It is possible your father may no longer be capable of making an advance directive, as he may struggle making sound decisions. If your father is in the early stages of Alzheimer’s, he is lucid at times and less so at other times. Getting an individual to sign an advance directive when they do not understand what they are signing could invalidate the advance directive, should it be challenged.
I recommend the following:
- Verify your thoughts on your father's competence with his physician.
- If his physician agrees he is capable of making an advance directive, speak with your siblings. I am assuming, based on your description, that Dad does not have a spouse.
- Sit with your father and siblings on a “good” day and attempt to discern his wishes. That, after all, is the purpose of his advance directive.
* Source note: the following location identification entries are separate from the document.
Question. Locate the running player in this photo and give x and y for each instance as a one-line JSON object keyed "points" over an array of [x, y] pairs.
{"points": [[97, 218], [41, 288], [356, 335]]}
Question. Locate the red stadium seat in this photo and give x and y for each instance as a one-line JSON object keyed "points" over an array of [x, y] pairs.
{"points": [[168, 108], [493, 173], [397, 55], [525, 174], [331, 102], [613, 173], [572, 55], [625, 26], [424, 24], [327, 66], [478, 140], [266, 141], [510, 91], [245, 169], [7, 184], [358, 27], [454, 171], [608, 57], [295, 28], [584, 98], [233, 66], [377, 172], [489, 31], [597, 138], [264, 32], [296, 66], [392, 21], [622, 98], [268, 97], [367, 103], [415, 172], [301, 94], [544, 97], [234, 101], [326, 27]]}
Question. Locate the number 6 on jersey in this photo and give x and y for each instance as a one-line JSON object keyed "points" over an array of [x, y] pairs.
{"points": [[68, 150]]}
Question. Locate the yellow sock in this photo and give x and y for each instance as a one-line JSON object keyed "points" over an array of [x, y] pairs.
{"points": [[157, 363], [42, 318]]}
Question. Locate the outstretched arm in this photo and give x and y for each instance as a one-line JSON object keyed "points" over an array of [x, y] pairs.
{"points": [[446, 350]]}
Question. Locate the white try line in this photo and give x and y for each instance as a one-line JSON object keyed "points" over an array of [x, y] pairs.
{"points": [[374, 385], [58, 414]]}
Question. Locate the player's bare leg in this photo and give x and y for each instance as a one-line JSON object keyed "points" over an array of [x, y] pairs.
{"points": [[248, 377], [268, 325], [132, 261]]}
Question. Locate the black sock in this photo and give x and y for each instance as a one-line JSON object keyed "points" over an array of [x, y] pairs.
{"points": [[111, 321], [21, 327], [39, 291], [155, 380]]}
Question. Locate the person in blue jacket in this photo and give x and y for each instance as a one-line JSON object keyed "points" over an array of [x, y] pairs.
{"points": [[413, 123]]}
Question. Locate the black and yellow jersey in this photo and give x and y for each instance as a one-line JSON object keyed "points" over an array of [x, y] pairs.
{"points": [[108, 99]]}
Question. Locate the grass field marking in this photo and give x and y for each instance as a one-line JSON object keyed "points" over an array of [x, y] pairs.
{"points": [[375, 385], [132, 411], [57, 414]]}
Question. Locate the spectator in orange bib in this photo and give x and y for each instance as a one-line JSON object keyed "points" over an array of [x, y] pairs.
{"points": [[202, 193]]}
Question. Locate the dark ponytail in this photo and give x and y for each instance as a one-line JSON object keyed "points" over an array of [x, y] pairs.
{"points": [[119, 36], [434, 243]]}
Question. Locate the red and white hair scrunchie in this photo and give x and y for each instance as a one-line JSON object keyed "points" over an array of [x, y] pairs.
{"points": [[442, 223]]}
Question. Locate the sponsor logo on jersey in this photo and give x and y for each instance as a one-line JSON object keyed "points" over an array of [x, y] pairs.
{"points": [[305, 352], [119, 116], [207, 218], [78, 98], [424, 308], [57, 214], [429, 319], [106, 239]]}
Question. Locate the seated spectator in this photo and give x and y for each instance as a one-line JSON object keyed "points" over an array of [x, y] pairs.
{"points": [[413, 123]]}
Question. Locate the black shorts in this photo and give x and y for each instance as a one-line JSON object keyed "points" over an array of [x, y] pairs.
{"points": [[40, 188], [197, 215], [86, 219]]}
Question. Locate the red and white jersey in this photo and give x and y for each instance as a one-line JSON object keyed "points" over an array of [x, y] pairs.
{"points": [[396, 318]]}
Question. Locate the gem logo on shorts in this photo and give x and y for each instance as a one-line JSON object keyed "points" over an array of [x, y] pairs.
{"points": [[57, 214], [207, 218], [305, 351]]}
- Complete the forms with your father and siblings present.
- Have him sign the forms with a notary present. You will need to prearrange this.
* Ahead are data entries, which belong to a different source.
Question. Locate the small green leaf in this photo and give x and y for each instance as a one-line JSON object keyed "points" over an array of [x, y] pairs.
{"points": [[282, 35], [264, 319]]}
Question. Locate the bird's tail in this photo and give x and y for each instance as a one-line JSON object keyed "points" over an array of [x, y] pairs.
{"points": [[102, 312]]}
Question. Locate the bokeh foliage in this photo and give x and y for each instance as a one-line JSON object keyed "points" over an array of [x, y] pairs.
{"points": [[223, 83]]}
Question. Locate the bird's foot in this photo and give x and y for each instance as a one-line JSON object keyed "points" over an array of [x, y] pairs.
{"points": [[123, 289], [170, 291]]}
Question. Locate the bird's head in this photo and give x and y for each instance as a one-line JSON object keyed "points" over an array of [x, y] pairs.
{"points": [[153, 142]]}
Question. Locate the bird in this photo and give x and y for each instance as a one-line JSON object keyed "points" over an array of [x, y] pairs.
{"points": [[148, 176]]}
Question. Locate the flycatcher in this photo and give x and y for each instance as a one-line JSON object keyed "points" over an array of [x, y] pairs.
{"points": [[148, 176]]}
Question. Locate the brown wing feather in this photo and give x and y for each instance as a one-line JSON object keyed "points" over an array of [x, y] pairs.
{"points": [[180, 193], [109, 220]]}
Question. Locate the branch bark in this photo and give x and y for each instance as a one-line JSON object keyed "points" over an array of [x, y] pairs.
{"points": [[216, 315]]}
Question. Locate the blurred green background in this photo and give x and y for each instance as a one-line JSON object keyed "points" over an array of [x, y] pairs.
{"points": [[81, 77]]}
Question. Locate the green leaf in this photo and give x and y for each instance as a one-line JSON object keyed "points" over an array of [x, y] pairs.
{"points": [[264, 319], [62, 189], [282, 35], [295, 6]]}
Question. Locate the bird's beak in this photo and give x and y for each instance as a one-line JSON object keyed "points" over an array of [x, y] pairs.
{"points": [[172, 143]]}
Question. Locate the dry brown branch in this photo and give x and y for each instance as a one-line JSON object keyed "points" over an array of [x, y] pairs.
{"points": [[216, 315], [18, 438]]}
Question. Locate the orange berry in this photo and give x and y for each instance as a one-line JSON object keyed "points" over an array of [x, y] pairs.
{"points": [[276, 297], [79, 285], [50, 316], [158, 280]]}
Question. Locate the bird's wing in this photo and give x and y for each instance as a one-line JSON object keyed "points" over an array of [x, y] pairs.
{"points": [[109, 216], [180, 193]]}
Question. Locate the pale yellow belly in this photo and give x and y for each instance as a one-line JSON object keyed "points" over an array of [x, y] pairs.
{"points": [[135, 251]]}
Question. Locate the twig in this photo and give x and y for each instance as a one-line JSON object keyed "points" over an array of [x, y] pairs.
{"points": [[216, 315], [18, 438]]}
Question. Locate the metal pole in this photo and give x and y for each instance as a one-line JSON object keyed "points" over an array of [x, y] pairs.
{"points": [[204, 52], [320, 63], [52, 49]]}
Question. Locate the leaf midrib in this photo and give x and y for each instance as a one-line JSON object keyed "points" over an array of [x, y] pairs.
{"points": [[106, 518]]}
If his physician feels he is incapable of making informed decisions, then you will need to be appointed guardian by a court. It is a far greater hassle that way, though that is how our system works. Since money is not at issue here, the process should flow easier than if there was an estate.
I recommend you do a bit of research online about the process and forms, then contact an elder attorney. The process is not overly complicated, though there will be steps to accomplish. Those steps were established to protect the vulnerable members of our society from exploitation.
While this is a challenging time, have comfort knowing that your situation is very common. While you do this for your father, know your children will be watching and learning from you. As with all things in life, it is best to do it with kindness and love in your heart.
I wish you the best as you journey with your father.